Step 2: Configure Scrapeless Web Request

Add an HTTP Request node for Scrapeless web scraping. Configure the node using the curl command provided earlier as a reference, replacing YOUR_API_TOKEN with your actual Scrapeless API token.

You can configure more advanced scraping parameters at Scrapeless Web Unlocker.

Step 3: Claude Data Extraction

Add a node to process the HTML content using Claude. You'll need to provide your Claude API key for authentication. The Claude extractor analyzes the HTML content and returns structured data in JSON format.

Step 4: Format Claude Output

This node takes Claude's response and prepares it for vectorization by extracting the relevant information and formatting it appropriately.

Step 5: Ollama Embeddings Generation

This node sends the structured text to Ollama for embedding generation. Make sure your Ollama server is running and the all-minilm model is installed.

Step 6: Qdrant Vector Storage

This node takes the generated embeddings and stores them in your Qdrant collection along with relevant metadata.

Step 7: Notification System

The final node sends a notification with the status of the workflow execution via your configured webhook.

Troubleshooting Common Issues

n8n Node.js Version Issues

If you see an error like:

Your Node.js version X is currently not supported by n8n.
Please use Node.js v18.17.0 (recommended), v20, or v22 instead!

Fix by installing nvm and using a compatible Node.js version as described in the setup section.
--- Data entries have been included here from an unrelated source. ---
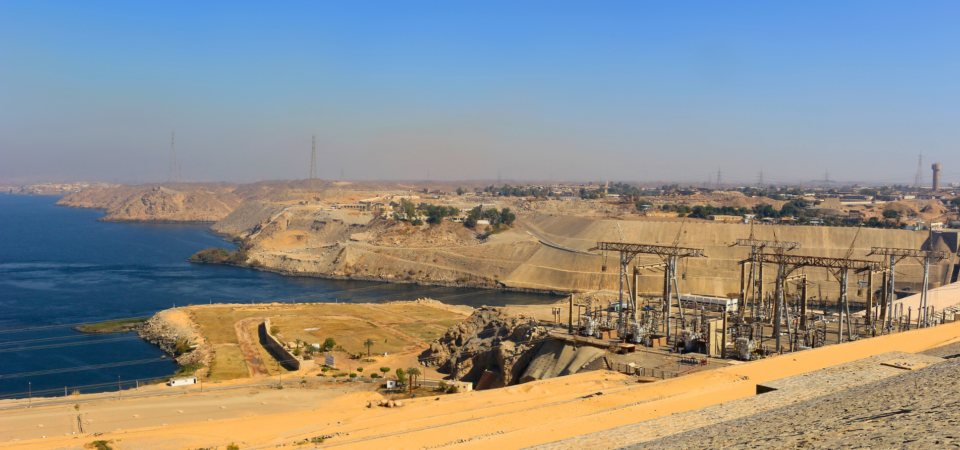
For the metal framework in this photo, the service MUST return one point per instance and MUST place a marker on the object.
(756, 270)
(788, 263)
(313, 158)
(896, 255)
(669, 253)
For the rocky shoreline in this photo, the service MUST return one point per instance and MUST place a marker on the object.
(176, 334)
(470, 285)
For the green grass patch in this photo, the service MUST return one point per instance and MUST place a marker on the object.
(112, 326)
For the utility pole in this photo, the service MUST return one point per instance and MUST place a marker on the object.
(669, 254)
(172, 176)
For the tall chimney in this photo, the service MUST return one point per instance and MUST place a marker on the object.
(936, 176)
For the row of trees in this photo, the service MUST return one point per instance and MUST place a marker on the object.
(497, 218)
(406, 210)
(221, 256)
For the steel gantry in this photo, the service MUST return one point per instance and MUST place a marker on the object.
(896, 255)
(789, 263)
(755, 282)
(670, 254)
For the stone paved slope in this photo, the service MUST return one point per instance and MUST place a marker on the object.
(917, 409)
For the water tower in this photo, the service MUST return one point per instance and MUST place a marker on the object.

Scrapeless API Connection Issues

Verify your API token is correct
Check if you're hitting API rate limits
Ensure proper URL formatting

Ollama Embedding Errors

Common error: connect ECONNREFUSED ::1:11434

Fix:

Ensure Ollama is running: ollama serve
Verify model is installed: ollama pull all-minilm
Use direct IP (127.0.0.1) instead of localhost
Check if another process is using port 11434

Advanced Usage Scenarios

Batch Processing Multiple URLs

To process multiple URLs in one workflow execution:

Use a Split In Batches node to process URLs in parallel
Configure proper error handling for each batch
Use the Merge node to combine results
Scheduled Data Updates

Keep your vector database current with scheduled updates:
Replace manual trigger with Schedule node
Configure update frequency (daily, weekly, etc.)
Use the If node to process only new or changed content
Custom Extraction Templates

Adapt Claude's extraction for different content types:
Create specific prompts for news articles, product pages, documentation, etc.
Use the Switch node to select the appropriate prompt
Store extraction templates as environment variables
Conclusion

This n8n workflow creates a powerful data pipeline combining the strengths of Scrapeless web scraping, Claude AI extraction, vector embeddings, and Qdrant storage. By automating these complex processes, you can focus on using the extracted data rather than the technical challenges of obtaining it.

The modular nature of n8n allows you to extend this workflow with additional processing steps, integration with other systems, or custom logic to meet your specific needs. Whether you're building an AI knowledge base, conducting competitive analysis, or monitoring web content, this workflow provides a solid foundation.